Positive, parce que les États-Unis, leader mondial, étaient alors en fin de cycle. Quand la FED a commencé à remonter ses taux entre 2006 et 2007, la possibilité d'une baisse des marchés était évidemment forte, et la survenance d'une crise était sinon prévisible, du moins envisageable.
En revanche, l'ampleur de la crise n’a pas été prévue. Cette crise s'est avérée d'une envergure formidable pour toute une série de raisons, qui ont été identifiées par plusieurs experts. Mais si les signaux ont bien été perçus, leur agrégation n'a pas été faite.
Les experts avaient ainsi bien remarqué la surchauffe du marché immobilier américain et le développement du marché des ABS, mais celui-ci a été initialement interprété de façon positive comme un nouveau canal de distribution du crédit. Or les statistiques dont nous disposions sur les subprime étaient loin d'avoir les mêmes fondements que celles dont nous disposions sur d'autres ABS, comme ceux adossés aux dettes corporate ou souveraines. Les ABS sont des produits bien répertoriés aux États-Unis où ils font l'objet de bases de données très étoffées, mais le problème des nouveaux produits est qu'ils n'ont pas d'historique. Là où vous croyez être en terrain connu, vous êtes en fait sur des voies totalement inexplorées. L'encadrement défaillant de ces nouveaux modes de crédit, mais aussi les malversations à tous les stades du process, qu’il s’agisse de l'origination, de la fabrication, ou encore de l'évaluation des ABS par les agences et les distributeurs, tout ce contexte a fait l'objet d'une analyse critique insuffisante de la plupart des acteurs.
De la même façon, les professionnels ont vu le démarrage de la crise financière en mai 2007 et donné des signaux de prudence, mais nous n’avons pas vu se créer le drame économique de la fin d'année 2008, d'autant que les prix des matières premières caracolaient au plus haut, entraînant avec eux les valeurs comme Arcelor Mittal qui leur sont reliées, envoyant de fait un contre signal sur l'imminence d'une crise économique. Ce mouvement était dû à une caractéristique nouvelle, qui était la montée en puissance de la Chine et des pays émergents.
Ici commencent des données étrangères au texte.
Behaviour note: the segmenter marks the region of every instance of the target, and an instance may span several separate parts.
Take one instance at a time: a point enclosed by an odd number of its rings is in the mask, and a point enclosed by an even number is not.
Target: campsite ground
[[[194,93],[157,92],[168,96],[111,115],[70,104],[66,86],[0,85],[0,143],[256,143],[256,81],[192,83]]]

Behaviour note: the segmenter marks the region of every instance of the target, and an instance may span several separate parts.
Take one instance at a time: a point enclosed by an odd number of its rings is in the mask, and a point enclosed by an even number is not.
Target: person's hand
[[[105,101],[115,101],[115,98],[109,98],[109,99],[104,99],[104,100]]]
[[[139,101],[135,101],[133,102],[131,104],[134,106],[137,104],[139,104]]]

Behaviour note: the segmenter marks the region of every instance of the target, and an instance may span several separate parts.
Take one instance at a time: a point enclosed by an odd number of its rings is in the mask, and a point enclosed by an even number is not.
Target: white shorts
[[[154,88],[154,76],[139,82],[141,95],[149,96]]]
Quelles leçons tirer de ces constats ?
Pour les investisseurs institutionnels et les épargnants, la première leçon est l'importance d'avoir une vision de long terme pour gérer correctement son patrimoine. Un des moyens qui s’est révélé efficace pour y parvenir est d'utiliser le modèle de primes de risque. Celui-ci consiste à évaluer la différence de rentabilité entre un actif risqué et l’actif sans risque sur l’horizon de placement envisagé. Par exemple, la prime de risque action est calculée par l'écart de profitabilité du marché des actions dans son ensemble relativement au marché obligataire de long terme. La prime de risque de crédit s'évalue sur les obligations corporate de maturité intermédiaire, soit environ 7 ans, dont le taux sera comparé à celui des obligations d'État. Si cette prime est élevée, le placement est jugé attractif. Si la prime est faible, elle donne plutôt un signal d'abandon de position. Ainsi ma chronique publiée en juillet 2007, au tout début de la crise, conseille d'acheter des obligations d’État et de rebalancer le portefeuille, c’est-à-dire vendre des actions ; en effet, la prime de risque sur les obligations d’État semblait particulièrement attractive, les taux avoisinant alors 4,5 % à 10 ans. Pour autant, rien n'annonçait la catastrophe que nous avons connue, mais le signal en matière de gestion était le bon. Même si nous constatons ainsi le bien-fondé de certaines techniques de gestion, il faut avoir l’humilité de reconnaître que nos capacités de prévision restent limitées.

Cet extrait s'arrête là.